Déjà vu
Déjà vu, (/ˌdeɪʒɑː ˈvuː/)
from French,
literally "already seen", is the phenomenon of having
the strong sensation that an event or experience currently being experienced
has been experienced in the past, whether it has actually happened or not. The
psychologist Edward B.
Titchener in his book A Textbook of Psychology (1928),
explained déjà vu as caused by a person having a brief glimpse of an object or
situation, before the brain has completed "constructing" a full
conscious perception of the experience. Such a "partial perception"
then results in a false sense of familiarity. Scientific approaches reject
the explanation of déjà vu as "precognition" or "prophecy", but rather explain it as an anomaly of memory,
which creates a distinct impression that an experience is "being
recalled". This explanation is supported by the fact that the sense
of "recollection" at the time is strong in most cases, but that the
circumstances of the "previous" experience (when, where, and how the
earlier experience occurred) are uncertain or believed to be impossible.

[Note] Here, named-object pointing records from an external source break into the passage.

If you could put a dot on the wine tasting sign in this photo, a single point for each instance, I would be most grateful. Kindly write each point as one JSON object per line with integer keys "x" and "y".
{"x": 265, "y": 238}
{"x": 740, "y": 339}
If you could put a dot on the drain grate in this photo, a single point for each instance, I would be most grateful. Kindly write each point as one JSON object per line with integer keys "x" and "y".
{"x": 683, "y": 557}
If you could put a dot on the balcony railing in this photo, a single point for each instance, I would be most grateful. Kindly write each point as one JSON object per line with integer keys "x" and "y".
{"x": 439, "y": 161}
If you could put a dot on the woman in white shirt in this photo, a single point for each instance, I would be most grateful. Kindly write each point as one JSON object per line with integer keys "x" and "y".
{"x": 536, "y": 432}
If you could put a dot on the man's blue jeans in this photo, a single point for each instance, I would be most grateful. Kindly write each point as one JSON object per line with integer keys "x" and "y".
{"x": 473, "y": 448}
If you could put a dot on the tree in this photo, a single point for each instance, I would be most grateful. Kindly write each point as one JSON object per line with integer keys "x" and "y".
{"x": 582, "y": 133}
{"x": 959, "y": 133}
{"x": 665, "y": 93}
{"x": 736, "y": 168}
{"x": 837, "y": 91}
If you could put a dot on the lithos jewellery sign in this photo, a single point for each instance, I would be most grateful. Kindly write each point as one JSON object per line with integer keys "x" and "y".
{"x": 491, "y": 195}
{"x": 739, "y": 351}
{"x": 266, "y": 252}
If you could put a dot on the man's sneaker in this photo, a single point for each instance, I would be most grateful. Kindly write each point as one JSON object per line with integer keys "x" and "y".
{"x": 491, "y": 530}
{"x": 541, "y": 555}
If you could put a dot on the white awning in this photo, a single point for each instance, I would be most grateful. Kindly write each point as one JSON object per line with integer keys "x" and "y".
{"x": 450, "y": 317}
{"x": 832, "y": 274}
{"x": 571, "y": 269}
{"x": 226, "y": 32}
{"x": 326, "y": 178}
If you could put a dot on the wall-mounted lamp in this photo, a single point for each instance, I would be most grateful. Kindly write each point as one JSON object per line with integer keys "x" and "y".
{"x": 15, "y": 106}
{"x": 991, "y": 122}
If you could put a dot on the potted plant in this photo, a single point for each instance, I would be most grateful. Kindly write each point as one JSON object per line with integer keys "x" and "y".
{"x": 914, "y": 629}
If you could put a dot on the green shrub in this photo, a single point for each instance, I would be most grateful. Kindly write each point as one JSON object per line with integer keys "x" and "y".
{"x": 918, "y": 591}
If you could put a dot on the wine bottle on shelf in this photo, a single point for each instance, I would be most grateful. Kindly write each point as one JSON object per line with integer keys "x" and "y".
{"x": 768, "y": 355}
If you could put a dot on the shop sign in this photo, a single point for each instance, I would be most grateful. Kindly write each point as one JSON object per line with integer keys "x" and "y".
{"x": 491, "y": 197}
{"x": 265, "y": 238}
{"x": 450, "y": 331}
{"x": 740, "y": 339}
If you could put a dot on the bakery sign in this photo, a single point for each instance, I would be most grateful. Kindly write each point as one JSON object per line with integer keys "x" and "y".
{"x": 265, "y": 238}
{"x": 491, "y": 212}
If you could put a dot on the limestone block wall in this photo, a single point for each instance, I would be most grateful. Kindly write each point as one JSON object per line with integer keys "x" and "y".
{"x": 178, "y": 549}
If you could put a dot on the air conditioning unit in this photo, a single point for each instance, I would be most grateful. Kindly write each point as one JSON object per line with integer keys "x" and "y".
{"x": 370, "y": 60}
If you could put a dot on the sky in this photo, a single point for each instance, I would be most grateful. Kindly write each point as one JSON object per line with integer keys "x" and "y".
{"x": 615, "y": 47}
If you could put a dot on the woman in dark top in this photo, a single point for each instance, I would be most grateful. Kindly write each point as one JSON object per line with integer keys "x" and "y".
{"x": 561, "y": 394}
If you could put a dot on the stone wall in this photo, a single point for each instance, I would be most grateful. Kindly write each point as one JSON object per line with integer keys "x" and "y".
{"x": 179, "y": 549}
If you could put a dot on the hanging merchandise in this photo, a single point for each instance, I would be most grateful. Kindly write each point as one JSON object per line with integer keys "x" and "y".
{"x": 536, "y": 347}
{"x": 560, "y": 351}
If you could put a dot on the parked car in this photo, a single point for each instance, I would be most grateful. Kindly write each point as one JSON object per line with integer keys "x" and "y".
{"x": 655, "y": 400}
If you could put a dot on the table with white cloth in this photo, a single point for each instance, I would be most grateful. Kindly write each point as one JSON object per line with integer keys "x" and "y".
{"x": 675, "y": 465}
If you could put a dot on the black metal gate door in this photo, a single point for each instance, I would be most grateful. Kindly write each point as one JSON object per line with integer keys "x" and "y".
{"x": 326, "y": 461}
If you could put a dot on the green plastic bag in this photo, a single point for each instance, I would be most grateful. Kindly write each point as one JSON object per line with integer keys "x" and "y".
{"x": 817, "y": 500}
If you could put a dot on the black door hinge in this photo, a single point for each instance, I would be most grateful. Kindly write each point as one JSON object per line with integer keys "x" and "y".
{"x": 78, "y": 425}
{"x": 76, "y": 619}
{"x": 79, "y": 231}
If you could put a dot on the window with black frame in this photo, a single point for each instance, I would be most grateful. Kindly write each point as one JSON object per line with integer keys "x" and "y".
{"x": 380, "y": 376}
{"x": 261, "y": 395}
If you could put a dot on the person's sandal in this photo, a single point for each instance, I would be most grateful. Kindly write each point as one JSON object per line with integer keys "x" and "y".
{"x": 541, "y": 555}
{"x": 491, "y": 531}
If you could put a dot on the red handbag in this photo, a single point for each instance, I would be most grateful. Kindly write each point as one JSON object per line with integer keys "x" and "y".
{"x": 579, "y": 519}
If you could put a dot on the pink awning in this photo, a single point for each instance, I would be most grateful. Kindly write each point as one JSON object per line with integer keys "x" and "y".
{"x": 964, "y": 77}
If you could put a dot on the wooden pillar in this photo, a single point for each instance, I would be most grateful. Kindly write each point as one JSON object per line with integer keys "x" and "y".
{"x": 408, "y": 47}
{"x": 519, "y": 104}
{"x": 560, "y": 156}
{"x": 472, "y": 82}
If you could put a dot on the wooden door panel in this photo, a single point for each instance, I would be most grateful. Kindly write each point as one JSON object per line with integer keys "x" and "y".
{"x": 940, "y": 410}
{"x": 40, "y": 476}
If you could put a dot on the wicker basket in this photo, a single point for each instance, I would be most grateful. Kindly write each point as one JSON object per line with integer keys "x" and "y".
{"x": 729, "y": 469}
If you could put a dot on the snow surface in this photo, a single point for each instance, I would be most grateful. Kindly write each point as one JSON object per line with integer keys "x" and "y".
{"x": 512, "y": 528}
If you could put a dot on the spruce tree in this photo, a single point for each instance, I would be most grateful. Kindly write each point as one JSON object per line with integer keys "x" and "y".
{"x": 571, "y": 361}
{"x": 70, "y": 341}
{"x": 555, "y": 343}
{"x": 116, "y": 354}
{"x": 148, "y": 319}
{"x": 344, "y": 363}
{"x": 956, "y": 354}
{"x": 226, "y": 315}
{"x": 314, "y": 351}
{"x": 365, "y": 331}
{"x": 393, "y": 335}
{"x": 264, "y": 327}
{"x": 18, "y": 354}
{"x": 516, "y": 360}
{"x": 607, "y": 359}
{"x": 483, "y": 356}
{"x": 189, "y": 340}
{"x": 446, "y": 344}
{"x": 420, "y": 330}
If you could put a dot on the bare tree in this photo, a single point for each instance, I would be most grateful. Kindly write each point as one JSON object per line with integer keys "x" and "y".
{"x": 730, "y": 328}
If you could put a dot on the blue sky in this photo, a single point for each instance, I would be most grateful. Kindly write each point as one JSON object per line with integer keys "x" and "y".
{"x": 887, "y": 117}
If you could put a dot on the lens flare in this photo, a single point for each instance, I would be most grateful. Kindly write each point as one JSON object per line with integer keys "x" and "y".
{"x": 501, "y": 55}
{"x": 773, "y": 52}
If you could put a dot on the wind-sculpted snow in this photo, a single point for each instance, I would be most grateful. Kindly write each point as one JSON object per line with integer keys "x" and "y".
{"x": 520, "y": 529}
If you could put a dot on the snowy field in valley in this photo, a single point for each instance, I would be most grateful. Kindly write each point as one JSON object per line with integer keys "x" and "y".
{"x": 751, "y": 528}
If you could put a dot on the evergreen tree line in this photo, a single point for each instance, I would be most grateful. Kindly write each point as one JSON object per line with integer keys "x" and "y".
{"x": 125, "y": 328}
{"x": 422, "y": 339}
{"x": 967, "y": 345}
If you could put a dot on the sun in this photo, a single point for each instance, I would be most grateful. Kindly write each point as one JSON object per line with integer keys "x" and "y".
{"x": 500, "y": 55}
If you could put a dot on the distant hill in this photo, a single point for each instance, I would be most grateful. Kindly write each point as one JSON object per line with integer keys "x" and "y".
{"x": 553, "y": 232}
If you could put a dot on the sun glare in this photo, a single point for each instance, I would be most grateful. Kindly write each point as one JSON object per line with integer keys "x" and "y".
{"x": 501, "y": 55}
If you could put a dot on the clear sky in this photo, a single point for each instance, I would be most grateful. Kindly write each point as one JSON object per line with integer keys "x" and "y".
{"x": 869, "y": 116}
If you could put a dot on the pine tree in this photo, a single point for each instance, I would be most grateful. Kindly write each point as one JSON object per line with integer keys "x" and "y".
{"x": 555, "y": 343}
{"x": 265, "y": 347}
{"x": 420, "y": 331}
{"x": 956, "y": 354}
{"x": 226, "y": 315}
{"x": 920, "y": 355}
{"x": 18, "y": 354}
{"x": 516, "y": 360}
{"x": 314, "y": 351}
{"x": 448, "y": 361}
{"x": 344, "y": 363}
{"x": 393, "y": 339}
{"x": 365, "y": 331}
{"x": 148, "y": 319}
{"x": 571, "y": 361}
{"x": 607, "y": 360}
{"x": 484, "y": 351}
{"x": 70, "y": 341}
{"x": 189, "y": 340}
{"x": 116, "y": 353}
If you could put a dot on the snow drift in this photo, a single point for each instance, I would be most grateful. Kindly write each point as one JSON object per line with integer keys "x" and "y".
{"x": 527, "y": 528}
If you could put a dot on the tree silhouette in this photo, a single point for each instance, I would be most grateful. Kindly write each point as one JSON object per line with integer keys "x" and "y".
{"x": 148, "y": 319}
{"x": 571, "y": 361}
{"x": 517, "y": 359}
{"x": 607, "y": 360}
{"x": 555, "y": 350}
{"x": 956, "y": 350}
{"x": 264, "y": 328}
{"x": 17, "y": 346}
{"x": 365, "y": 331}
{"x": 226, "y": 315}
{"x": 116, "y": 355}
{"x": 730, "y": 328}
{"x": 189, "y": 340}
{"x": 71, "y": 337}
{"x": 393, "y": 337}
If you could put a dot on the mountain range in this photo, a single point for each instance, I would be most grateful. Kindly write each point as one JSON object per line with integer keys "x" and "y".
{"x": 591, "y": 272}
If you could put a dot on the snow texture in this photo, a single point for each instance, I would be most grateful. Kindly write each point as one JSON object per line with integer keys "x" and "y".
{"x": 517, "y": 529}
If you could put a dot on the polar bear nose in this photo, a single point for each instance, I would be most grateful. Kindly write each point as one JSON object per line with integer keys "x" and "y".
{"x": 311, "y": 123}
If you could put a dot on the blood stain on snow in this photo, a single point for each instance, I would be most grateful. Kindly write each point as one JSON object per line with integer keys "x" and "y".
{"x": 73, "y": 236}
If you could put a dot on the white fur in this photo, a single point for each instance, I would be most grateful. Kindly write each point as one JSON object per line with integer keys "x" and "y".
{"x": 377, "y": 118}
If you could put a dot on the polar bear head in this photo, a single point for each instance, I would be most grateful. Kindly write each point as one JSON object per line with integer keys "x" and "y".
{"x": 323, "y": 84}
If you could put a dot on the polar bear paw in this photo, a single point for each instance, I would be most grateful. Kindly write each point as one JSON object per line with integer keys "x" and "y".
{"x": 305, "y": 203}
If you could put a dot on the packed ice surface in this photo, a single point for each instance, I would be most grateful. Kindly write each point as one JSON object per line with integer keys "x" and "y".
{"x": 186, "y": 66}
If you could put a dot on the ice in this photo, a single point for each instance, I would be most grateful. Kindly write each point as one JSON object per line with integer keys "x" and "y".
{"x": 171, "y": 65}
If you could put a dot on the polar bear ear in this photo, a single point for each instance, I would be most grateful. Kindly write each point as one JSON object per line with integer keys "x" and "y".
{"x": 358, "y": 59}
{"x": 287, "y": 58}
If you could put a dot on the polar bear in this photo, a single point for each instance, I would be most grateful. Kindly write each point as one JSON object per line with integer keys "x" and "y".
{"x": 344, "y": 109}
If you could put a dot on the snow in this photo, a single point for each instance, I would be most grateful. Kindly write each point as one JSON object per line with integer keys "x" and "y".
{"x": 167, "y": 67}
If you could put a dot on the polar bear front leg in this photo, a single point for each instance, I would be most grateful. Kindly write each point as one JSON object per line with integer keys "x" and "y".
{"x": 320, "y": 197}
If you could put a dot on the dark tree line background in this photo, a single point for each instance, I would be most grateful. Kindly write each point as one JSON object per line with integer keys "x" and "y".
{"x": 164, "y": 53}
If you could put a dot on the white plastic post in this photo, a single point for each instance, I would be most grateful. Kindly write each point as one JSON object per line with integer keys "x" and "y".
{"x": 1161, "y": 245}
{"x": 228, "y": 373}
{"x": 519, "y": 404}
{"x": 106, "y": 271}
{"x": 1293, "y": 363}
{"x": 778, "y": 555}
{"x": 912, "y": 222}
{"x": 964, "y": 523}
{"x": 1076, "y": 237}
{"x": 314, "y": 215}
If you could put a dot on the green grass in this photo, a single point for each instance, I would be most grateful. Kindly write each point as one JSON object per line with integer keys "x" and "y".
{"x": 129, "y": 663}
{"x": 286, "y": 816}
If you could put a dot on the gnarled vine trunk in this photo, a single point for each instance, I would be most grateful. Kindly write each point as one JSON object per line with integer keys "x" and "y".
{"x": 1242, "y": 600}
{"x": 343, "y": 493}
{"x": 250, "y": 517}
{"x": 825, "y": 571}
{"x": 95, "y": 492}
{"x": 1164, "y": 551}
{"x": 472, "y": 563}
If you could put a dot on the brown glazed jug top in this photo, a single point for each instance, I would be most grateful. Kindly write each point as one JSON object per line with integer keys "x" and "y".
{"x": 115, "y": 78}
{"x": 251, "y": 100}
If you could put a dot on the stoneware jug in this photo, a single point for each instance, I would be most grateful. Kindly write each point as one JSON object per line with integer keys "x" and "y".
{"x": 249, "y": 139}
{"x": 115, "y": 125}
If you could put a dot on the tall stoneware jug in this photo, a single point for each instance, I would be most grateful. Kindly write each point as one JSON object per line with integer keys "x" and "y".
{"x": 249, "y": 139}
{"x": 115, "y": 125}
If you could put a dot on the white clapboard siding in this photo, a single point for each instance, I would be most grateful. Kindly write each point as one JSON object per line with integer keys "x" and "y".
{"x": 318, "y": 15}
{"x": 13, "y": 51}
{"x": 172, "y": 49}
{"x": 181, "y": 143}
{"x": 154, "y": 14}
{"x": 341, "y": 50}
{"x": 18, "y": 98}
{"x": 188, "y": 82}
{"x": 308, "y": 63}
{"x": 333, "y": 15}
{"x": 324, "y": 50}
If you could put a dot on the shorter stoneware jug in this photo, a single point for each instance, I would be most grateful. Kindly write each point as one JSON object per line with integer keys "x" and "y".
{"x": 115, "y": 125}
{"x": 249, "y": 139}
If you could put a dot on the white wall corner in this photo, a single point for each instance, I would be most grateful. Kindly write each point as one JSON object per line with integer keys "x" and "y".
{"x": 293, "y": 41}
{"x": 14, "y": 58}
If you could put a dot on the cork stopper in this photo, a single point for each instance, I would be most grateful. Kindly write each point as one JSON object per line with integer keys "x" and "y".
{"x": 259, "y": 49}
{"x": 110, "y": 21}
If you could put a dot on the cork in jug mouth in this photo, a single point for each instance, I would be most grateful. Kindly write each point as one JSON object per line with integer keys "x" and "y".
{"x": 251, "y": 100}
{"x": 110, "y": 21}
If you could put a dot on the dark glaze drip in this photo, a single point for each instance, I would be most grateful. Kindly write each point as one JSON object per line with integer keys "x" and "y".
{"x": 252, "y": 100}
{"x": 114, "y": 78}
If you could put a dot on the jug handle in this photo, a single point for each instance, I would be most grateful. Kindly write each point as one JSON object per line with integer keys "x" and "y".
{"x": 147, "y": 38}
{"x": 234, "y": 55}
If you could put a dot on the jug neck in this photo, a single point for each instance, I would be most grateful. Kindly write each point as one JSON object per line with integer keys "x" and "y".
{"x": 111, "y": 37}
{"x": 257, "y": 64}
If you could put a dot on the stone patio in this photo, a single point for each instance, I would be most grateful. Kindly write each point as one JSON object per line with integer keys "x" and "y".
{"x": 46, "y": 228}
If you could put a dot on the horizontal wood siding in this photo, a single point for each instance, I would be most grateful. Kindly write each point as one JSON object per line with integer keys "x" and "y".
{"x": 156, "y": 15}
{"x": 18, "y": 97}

As time passes, subjects may exhibit a strong
recollection of having the "unsettling" experience of déjà vu itself,
but little or no recollection of the specifics of the event(s) or
circumstance(s) which were the subject of the déjà vu experience itself (the
events that were being "remembered"). This may result from an
"overlap" between the neurological systems responsible for short-term memory and
those responsible for long-term memory,
resulting in (memories of) recent events erroneously being perceived as being
in the more distant past. One theory is the events are stored into memory before
the conscious part of the brain even receives the information and processes
it. However, this explanation has been criticized that the brain would not
be able to store information without a sensory input first. Another theory
suggests the brain may process sensory input (perhaps all sensory
input) as a "memory-in-progress", and that therefore during the event
itself one believes it to be a past memory. In a survey, Brown had concluded
that approximately two-thirds of the population have had déjà vu experiences. Other
studies confirm that déjà vu is a common experience in healthy individuals,
with between 31% and 96% of individuals reporting it. Déjà vu experiences that
are unusually prolonged or frequent, or in association with other symptoms such
as hallucinations, may be an indicator of neurological or psychiatric illness.